### Final Project PanCancer Atlas
***The Cancer Genome Atlas Pan-Cancer Atlas was a program initiated to categorize 33 cancer types from over 10,000 samples.  Much work has been done in this collaborative effort using a variety of molecular markers - mutations, aneuploidy, copy number, gene expression, methylations, proteomics etc.  In a flagship article on the Cell-of-Origin for the Pan-Cancer Atlas, researchers identified homogenous cancer specific groups based on characteristics associated with cell-of-origin and tissue-specific markers as well as cancer types that had considerable overlap across organ systems. The ability to classify tumors by tissue of origin and to target expression unique to tissue-specific tumors has the potential to enhance site-specific targeting of tumors if novel markers can be identified.  While it is widely accepted that there are "oncogenic" pathways that repeatedly appear across cancer types, there is potentially a diverse landscape of pathways that may be driving or sustaining tumor growth within a given tissue.  Using RNA sequencing data collected and batch corrected from the large sample size and breadth of cancers in the Pan-Cancer Atlas, can we identify organ-specific markers that lend credence to the plausibility that tissues do in fact hold clues to site-specifc treatment options?***

### We will need to install and import several libraries.
***Using pandas for dataframe manipulation, matplotlib for visualization, numpy for mathematical manipulation and array operations, sklearn and pytorch for ML modeling.  Additionally, we will need to use the library rpy2 which is a python wrapper of the edgeR package used in gene expression normalization***



In [None]:
# Install required packages (once per virtual environment)
%pip install -q numpy pandas matplotlib seaborn scikit-learn tensorflow[and-cuda] xgboost rpy2
%reset -f

In [24]:
import pandas as pd
import numpy as np 
import matplotlib as plt
from sklearn.metrics import confusion_matrix, accuracy_score, precision_score, recall_score, f1_score
from sklearn.preprocessing import StandardScaler
import rpy2.robjects as robjects
from rpy2.robjects import pandas2ri
from rpy2.robjects.packages import importr
import random
import time

##### Load the datasets
***We will load the gene expression data as well as the paired clinical data.***

In [2]:
# Load the Pan-Cancer gene expression data from the tsv file
PANCAN_df = pd.read_csv('EBPlusPlusAdjustPANCAN_IlluminaHiSeq_RNASeqV2.geneExp.tsv', sep='\t')


### Inspect the gene expression data and generate some helper functions.

***We want to see what the raw data looks like so we can perform the appropriate munging steps.***

##### The PanCancer Atlas dataset requires several preprocessing steps to perform meaningful analysis.  
***There are several tumor sample types denoted in the sample ID.  For example, the primary site of the tumor is denoted in the string index 14-15.  Additionally, the string vector for gene IDs contains both hardware ID and Gene names.  Finally, when dealing with a dataset that is composed of expression level data, it is necessary to adjust the counts for the depth of the sequencing in a sample relative to all other samples, followed by log transformation, and gene-wise scaling to Z-scores.***

In [16]:
# Describe the gene expression data.

def inspection(exprs):
    """We want to get information from the data to assess how to approach munging.
    Args: pdDataFrame

    """
    if not isinstance(exprs, pd.DataFrame):
        raise TypeError("Input must be a pandas DataFrame.")

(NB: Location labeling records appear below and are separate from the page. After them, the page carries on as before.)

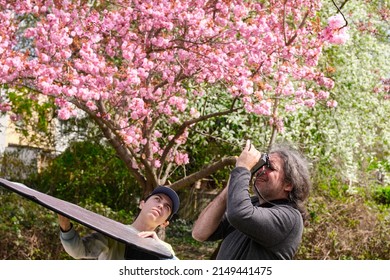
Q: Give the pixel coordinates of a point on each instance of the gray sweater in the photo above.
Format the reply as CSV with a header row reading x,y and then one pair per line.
x,y
251,231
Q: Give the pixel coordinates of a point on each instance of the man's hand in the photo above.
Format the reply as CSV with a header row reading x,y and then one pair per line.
x,y
64,223
148,234
248,157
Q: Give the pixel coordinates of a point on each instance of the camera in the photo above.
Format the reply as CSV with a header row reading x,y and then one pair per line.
x,y
264,160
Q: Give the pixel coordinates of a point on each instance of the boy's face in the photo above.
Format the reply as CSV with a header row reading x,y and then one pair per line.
x,y
156,209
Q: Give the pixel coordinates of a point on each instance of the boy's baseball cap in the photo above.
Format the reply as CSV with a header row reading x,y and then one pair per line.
x,y
171,194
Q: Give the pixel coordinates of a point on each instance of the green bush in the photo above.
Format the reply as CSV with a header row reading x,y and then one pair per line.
x,y
382,195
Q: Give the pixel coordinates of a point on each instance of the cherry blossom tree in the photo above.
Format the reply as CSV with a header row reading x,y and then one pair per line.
x,y
138,68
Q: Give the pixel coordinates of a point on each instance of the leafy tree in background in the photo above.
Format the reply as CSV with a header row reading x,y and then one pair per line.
x,y
352,140
138,69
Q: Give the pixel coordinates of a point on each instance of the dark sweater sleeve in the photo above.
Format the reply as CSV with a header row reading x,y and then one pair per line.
x,y
266,226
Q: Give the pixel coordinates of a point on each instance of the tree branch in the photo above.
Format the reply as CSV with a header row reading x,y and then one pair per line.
x,y
191,179
188,123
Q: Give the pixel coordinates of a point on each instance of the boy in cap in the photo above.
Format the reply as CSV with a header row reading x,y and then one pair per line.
x,y
156,211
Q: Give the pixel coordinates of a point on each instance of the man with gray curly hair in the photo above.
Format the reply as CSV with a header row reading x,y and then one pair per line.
x,y
268,225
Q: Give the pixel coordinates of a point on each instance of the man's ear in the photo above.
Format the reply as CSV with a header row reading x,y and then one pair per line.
x,y
288,187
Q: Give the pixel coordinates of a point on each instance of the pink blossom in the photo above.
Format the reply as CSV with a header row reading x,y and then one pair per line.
x,y
322,95
310,103
64,114
331,103
181,158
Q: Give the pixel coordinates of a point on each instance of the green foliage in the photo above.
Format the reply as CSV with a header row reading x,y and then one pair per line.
x,y
28,231
382,195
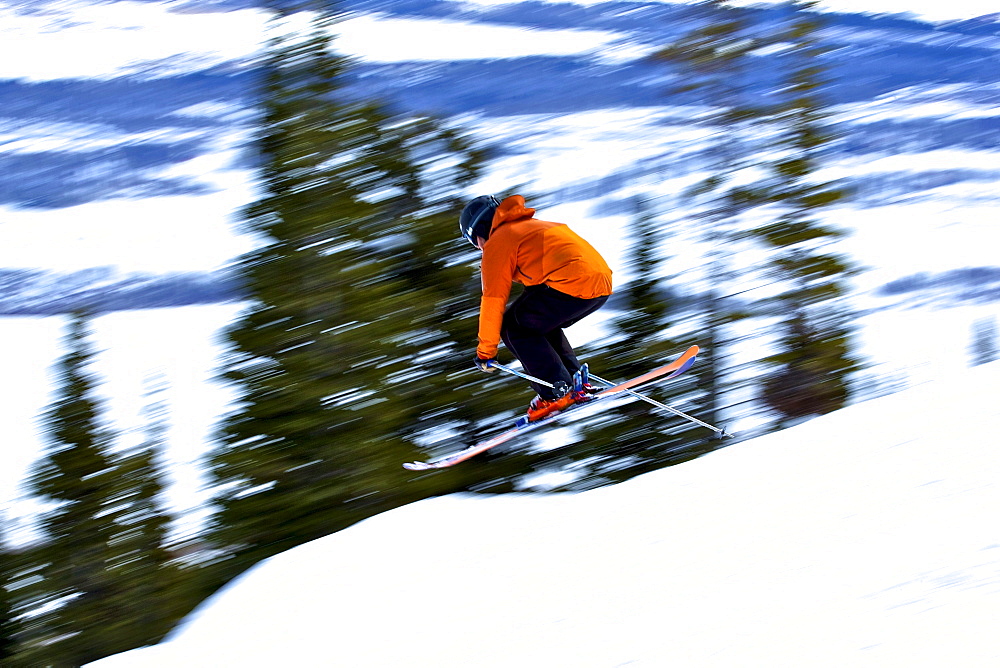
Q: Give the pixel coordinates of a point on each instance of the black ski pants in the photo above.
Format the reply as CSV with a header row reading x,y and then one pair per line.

    print("Dimensions of the data:", exprs.shape)
    print()

    try:
        print("Data types of each column:")
        print(exprs.dtypes)
        print()

        print("Number of missing values in each column:")
        print(exprs.isnull().sum())
        print()

        print("Summary statistics for numerical columns:")
        print(exprs.describe())
        print()
        
        print("Unique values in categorical columns:")
        for column in exprs.select_dtypes(include=['object', 'category']):
            print(f"{column}: {exprs[column].nunique()} unique values")
        print()

        print("Random sample of the dataframe:")
        print(exprs.sample(5))
        print()

        print("Memory usage of the dataframe:")
        print(exprs.memory_usage(deep=True))
        print()

        print("Sample of the dataframe:")
        print(exprs.head())
    except Exception as e:
        print(f"Error during dataframe inspection: {e}")


# Describe the landscape of the data for the normalization step.

def analyze_value_distribution(df):
    """
    Analyze the distribution of non-zero, null, zero, and negative values in a DataFrame,
    focusing only on numeric columns.

    Args: pdDataFrame 

    """
    if not isinstance(df, pd.DataFrame):
        raise TypeError("Input must be a pandas DataFrame.")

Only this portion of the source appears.